Glanmore, located in County Wicklow, serves as a contrasting backdrop where renewal emerges from nature, reflecting the speaker’s evolving emotional state. Dungannon and Clonmacnoise provide historical and cultural context, with Dungannon referencing military perceptions of local inhabitants and Clonmacnoise illustrating the preservation of knowledge through illuminated manuscripts. Lough Neagh, the largest lake in the British Isles, and the Giant’s Causeway, a remarkable natural formation, further contribute to the thematic tapestry of reflection and memory in Heaney's work. Lastly, Coleraine is noted as a site of personal and poetic revelation, emphasizing the interconnectedness of place and identity throughout the analysis.
Seeing Things: Analysis of Setting
First published: 1991
Type of work: Poetry
Asterisk denotes entries on real places.
Places Discussed
*Cumae
*Cumae (KYU-mee). Ancient town in Italy, believed to be the seat of an oracle whom the hero Aeneas is addressing in Heaney’s opening poem, “The Golden Bough,” translated loosely from a passage in Vergil’s Aeneid (c. 29-19 b.c.e.; English translation, 1553). The references to the Greek underworld—Avernus, Tartarus, the River Acheron—find their counterparts in Heaney’s closing poem in the volume. In this way, Heaney places Seeing Things—with its many elegies—within the realm of the spirits.
*Inishbofin
*Inishbofin. One of many small islands off the west coast of Ireland, the site of medieval monastic settlements. The speaker in the book’s title poem imaginatively likens the boat that travels to the island to that of Charon, the ferryman who carries souls across the mythical River Styx.
*Glanmore
*Glanmore.
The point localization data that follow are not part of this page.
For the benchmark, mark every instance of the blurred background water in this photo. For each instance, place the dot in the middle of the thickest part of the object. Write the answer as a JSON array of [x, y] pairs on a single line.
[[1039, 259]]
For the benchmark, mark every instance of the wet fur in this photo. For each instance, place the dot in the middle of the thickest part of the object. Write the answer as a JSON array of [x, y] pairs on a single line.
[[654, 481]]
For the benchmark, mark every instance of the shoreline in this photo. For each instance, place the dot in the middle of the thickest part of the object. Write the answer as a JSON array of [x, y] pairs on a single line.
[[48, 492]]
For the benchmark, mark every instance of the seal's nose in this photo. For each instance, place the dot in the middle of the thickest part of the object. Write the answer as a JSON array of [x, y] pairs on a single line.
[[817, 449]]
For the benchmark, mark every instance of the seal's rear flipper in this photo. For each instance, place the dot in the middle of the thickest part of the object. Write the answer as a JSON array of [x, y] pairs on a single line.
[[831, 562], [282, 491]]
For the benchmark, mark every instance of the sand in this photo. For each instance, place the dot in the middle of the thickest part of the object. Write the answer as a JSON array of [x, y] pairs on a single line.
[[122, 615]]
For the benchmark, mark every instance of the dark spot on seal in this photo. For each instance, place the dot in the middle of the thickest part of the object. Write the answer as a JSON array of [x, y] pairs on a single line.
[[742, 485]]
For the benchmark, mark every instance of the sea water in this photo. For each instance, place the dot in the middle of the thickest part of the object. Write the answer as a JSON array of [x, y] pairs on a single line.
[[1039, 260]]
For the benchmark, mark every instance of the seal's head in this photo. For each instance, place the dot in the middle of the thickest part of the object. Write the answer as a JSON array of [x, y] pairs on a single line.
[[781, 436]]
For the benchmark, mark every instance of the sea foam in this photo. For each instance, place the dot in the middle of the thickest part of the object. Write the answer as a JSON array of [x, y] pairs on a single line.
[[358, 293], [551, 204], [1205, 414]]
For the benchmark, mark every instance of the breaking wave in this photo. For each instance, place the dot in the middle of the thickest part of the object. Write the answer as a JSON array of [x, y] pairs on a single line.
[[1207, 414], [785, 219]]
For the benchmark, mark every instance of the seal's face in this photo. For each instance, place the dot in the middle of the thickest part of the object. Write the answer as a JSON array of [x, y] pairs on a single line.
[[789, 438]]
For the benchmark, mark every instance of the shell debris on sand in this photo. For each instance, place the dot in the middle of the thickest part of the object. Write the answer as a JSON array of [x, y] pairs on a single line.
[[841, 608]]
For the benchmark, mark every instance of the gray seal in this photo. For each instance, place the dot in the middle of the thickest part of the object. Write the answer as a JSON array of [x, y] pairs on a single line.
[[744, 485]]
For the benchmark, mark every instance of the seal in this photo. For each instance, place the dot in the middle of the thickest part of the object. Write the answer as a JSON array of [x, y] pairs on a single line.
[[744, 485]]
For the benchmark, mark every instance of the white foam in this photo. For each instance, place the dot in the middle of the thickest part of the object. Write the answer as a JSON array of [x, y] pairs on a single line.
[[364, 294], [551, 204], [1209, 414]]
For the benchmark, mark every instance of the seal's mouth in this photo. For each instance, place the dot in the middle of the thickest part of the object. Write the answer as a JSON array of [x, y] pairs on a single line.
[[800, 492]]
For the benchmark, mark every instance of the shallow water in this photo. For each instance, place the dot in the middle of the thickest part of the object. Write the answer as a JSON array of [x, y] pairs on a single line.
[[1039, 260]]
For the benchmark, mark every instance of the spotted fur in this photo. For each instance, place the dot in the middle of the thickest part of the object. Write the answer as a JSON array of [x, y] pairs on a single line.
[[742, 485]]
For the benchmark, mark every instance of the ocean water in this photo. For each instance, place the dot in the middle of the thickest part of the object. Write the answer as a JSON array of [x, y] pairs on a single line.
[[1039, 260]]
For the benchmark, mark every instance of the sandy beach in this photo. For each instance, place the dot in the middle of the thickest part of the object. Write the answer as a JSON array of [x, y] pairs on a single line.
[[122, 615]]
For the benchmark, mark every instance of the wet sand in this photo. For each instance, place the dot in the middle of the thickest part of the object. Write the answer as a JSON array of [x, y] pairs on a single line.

Location in County Wicklow, south of Dublin. The sonnet sequence “Glanmore Revisited” updates the “Glanmore Sonnets” which appeared in Heaney’s 1976 collection Field Work. Heaney derives renewal from the quiet, natural setting, moving from feelings of being under siege in the first sonnet to the lifting of spirits in “Lustral Sonnet” and “The Skylight.”
*Dungannon
*Dungannon. Town in County Tyrone, Northern Ireland. In “A Retrospect,” a character points out nearby Glenshane Pass, quoting a seventeenth century British military dispatch comparing the local inhabitants to “Virgil’s ghosts.”
*Clonmacnoise
*Clonmacnoise (klahn-mak-NOYZ). Monastery established in the sixth century south of Athlone along the River Shannon in central Ireland. For centuries the monks here produced or preserved various illuminated manuscripts and also kept records of daily life, from which Heaney amplifies the anecdote related in “Squarings.”
*Lough Neagh
*Lough Neagh (lock nay). Largest lake in the British Isles, located in Northern Ireland, a place of fascination and reminiscence for Heaney.
*Giant’s Causeway
*Giant’s Causeway. Natural rock formation on the Antrim coast in Northern Ireland, where massive hexagonal pillars of stone appear to have been placed or fitted in conjunction with each other, as if by some “giant.”
*Coleraine
*Coleraine (kole-RAYN). Township on the River Bann in Northern Ireland. Heaney uses the place as a landmark for personal and poetic revelation in “Squarings.”
Bibliography
Baley, John. “Seeing Things.” Review of Seeing Things, by Seamus Heaney. New York Review of Books 39 (June 25, 1992): 14-16. An overview of the work and its context in Heaney’s oeuvre.
Burris, Sidney. The Poetry of Resistance: Seamus Heaney and the Pastoral Tradition. Athens: Ohio University Press, 1990. The first full-length study of Heaney’s work. Notes and index.
Hirsch, Edward. Review of Seeing Things, by Seamus Heaney. The New York Times Book Review 97 (May 17, 1992): 7. A short review hailing the latest book by the Nobel laureate.
Morrison, Blake. Seamus Heaney. London: Methuen, 1982. A good first reference for Heaney’s life and works.
Salamagundi 80 (Fall, 1988). The entire issue is devoted to Heaney. Studies, a bibliography, an interview, and more.